Malioboro is the most famous street in Yogyakarta. Located in the heart of Yogya, this is the city’s main street, and was once the ceremonial avenue for the Sultan to pass through on his way to and from the Keraton. During such occasions Malioboro would be festively decorated with flowers. Some say that the name Malioboro” derives from the name of the British governor Marlborough from the era when Britain ruled the archipelago, between 1811-1816.
Near the north gate of the Keraton or palace are grand Dutch colonial buildings that are now the Central Post Office and the Bank Dagang Negara. Walking further north is the well laid out State Guest House, which was once the home of the Dutch Resident, but which after Independence became the presidential palace when Yogya was the capital of the young Republic. President Soekarno stayed here between 1946-1949.

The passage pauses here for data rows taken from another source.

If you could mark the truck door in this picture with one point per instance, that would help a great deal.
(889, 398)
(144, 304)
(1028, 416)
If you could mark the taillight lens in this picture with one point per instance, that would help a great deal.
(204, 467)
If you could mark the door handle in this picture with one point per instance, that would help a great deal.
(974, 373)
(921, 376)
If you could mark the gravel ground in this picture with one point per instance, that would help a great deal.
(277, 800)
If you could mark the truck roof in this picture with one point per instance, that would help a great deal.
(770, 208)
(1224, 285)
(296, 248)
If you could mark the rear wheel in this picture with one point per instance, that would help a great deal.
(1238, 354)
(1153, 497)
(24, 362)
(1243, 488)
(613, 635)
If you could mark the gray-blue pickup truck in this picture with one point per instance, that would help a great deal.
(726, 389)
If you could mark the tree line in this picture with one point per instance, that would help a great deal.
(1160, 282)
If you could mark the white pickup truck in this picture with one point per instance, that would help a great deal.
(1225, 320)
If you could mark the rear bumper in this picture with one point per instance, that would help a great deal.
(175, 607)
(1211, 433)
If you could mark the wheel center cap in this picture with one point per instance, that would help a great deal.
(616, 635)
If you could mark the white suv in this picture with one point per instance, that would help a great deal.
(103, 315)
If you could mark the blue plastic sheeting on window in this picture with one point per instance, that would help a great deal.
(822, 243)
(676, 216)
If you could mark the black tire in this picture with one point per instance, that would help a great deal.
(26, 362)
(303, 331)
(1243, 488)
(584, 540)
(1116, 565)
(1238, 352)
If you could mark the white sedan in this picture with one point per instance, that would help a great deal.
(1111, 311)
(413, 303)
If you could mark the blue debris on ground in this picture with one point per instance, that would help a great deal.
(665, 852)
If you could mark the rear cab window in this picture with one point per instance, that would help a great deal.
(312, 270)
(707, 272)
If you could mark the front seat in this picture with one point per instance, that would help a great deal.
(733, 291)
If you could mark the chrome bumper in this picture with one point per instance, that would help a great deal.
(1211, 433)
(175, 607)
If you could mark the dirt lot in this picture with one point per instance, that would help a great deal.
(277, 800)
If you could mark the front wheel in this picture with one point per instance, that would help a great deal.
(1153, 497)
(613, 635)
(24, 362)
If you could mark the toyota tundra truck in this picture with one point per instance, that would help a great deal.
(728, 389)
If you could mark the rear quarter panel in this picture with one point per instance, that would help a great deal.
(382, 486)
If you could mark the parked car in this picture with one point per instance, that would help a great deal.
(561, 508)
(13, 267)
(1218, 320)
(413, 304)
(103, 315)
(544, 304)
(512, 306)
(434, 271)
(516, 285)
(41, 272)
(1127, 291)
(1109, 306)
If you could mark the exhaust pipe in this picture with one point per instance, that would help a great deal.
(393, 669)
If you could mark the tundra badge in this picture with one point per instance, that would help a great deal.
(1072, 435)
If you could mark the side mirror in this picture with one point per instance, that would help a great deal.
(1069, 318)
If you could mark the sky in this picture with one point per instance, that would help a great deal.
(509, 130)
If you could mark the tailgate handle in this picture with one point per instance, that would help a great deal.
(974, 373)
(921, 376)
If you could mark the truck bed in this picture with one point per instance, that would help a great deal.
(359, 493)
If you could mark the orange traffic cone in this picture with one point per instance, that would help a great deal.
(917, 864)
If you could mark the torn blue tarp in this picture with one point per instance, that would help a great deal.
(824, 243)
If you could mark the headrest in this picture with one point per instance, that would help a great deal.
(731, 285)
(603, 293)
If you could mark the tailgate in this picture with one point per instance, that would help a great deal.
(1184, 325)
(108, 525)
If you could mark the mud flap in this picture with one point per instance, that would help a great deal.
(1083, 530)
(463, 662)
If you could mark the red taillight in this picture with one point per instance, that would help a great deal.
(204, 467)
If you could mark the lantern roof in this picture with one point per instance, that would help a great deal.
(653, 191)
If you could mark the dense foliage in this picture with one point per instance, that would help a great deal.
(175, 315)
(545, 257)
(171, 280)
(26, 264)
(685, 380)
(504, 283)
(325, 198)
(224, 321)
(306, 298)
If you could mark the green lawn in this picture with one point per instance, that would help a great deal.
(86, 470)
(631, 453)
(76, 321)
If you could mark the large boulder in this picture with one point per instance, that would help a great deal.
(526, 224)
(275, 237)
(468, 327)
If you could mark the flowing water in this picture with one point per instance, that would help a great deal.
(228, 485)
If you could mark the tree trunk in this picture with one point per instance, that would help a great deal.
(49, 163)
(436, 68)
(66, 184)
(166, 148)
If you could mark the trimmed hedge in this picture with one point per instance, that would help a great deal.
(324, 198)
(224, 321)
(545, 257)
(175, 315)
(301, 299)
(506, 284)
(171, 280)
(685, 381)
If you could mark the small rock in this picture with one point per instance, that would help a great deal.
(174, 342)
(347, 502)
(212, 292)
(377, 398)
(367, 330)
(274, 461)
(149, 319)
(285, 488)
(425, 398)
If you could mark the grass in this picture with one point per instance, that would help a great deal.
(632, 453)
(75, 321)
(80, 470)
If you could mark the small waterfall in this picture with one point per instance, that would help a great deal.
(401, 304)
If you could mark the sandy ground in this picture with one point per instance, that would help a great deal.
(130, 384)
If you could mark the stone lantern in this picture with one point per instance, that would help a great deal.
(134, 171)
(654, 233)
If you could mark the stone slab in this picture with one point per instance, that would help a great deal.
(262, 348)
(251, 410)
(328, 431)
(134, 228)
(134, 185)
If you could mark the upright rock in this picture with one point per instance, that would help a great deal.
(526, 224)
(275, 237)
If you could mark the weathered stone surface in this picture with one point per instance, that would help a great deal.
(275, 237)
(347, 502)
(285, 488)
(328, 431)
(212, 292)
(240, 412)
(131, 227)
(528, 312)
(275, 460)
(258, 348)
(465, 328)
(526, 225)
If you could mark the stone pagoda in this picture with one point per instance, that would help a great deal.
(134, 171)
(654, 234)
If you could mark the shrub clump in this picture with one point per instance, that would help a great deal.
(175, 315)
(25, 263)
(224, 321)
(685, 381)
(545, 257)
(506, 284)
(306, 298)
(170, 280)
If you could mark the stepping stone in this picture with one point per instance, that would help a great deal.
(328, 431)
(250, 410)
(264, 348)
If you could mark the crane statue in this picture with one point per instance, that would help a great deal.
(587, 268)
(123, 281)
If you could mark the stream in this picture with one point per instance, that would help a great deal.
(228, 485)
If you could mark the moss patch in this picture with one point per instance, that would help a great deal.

Across the road is the Vredenburg fort, which used to be the barracks of Dutch soldiers and is now a center for arts and painting exhibitions.
On the same side of the road is Beringharjo market, Yogya’s crowded main market, where you can buy batik and souvenirs at cheap prices.
On Malioboro you will also find Yogyakarta’s oldest hotel, the Garuda Hotel, built in Dutch colonial architecture.
While steeped in history, today, Malioboro is the place to come to shop. It packed with shops selling curiosities, and street vendors offering souvenirs at affordable prices, so you’re bound to find something of interest in this street.
If you’re after some batik to take home as a souvenir, then Malioboro is the right place for you. From house dresses to formal batik wear, this street has them all. Batik can also be made into bags, table cloths, bed sheets, pillow covers, curtains, and a whole lot more.
The best way to take in the sights of Malioboro is on foot. Stalls and stores line up the streets. You won’t need a car when the next stall to browse is right next door. There are so many wares to choose from here, that you just might need to return the next day to finish all your shopping.
At night, the street comes alive with merchants opening up tents serving all kinds of local cuisine. You need to sit down cross-legged in the tents, which the locals refer to as “lesehan”. Enjoy your meal while taking in Malioboro’s vibrant nightlife. It’s an experience you shall not forget.